Grid Isolation and Islanding
Sometimes, the National Grid may switch off due to a major fault, or need to be switched off by local utility providers for urgent maintenance. In this case, you need to ensure that your system is isolated and does not continue to send power into the grid in this eventuality. In the worst-case scenario, technicians could be sent out to fix an issue in the grid make up and could be put in harm's way if the lines were still live. In the worst-case scenario, you could be found liable for any damages if your system was still connected.
In the industry, this is known as anti-islanding. You need to ensure that your generator can detect an issue with the grid and can immediately shut off and isolate your system without delay. To do this, you will need to have an inverter automatically fitted with an anti-islanding function. Whenever the grid goes down, it will kick in immediately, even though it is still tied to the grid itself.

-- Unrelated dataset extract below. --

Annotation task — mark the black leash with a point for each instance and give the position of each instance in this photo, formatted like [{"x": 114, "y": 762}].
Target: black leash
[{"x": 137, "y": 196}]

There are various different models on the market, and most providers are fully aware of this requirement. However, you will need to ensure that the system is kept in good condition after it is installed and that the inverter is still fully functional and ready for such an occurrence.
Check to see if your solar power system will continue to generate power for your own use in the event of a lengthy grid blackout. You may have to add a battery backup system to help you do so, but you should discuss this carefully with your installation expert before you proceed.